JUSTIZ Amtsgericht verurteilt Pflegerin zu einer Geldstrafe. Sie hatte eine Demenzkranke gezwungen, den Boden zu wischen

Als Christiane Ha. kurz vor ihrem Prozess den Sitzungssaal verlassen will, bittet sie den Gerichtsfotografen schelmisch lächelnd: „Aber keine Fotos!“ Ihr Charme nützt ihr nichts, denn seit Kurzem ist es auch im Amtsgericht Tiergarten üblich, dass sich Gericht und Angeklagte vor dem Prozess ablichten lassen müssen. Der fülligen Frau bleibt nichts anderes übrig, als ihr Gesicht in ihren Händen zu verbergen.

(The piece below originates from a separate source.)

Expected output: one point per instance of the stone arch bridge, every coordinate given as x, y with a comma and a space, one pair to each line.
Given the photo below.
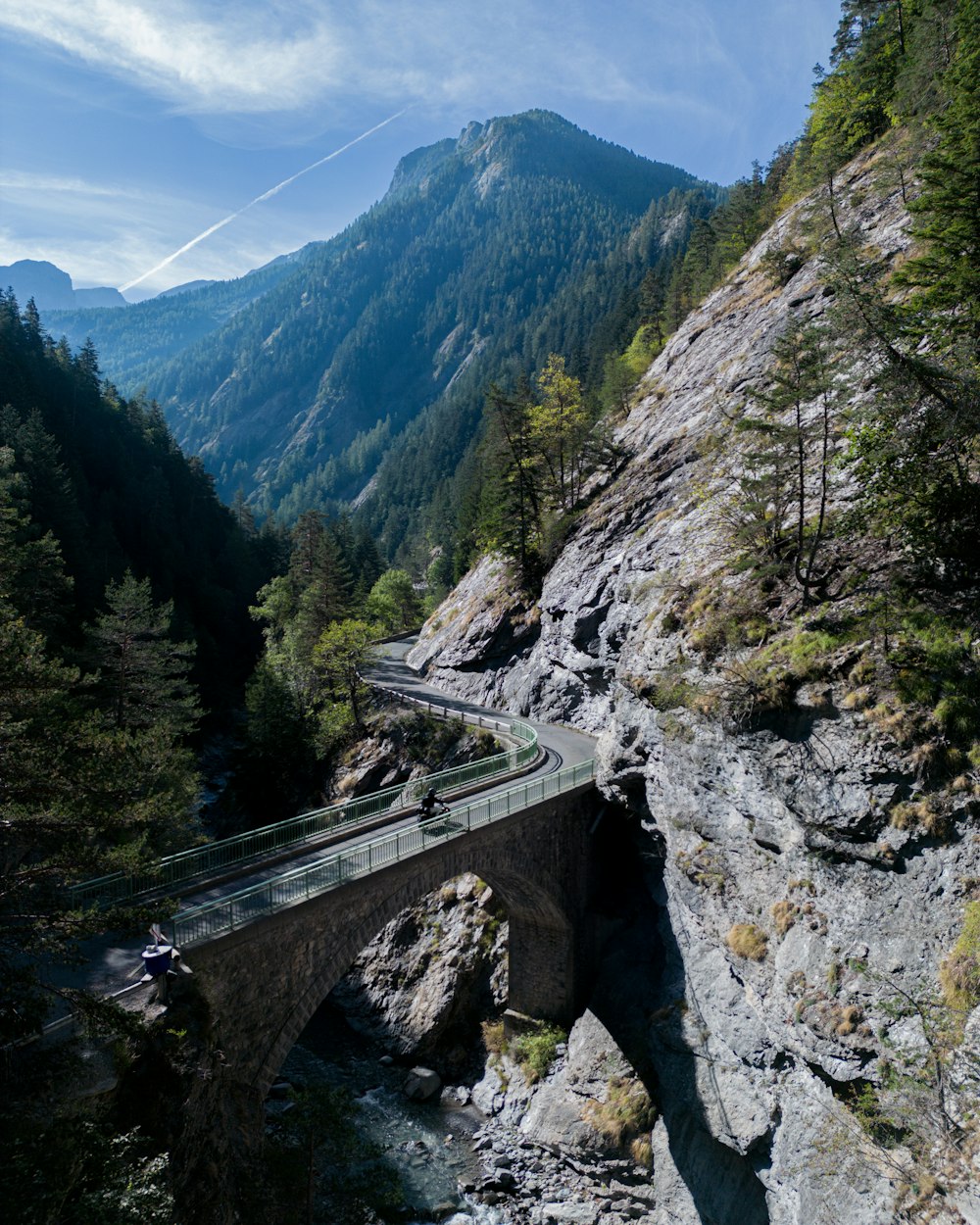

Doch eher müsste man diese über dem Kopf zusammenschlagen, wenn man hört, was der 49-Jährigen vorgeworfen wird. Sie soll vor einem Jahr die depressive, demenzkranke Frau Hi. mit körperlicher Gewalt gezwungen haben, den Boden zu wischen. Eine überforderte Frau als systembedingte Erscheinung des Pflegenotstandes?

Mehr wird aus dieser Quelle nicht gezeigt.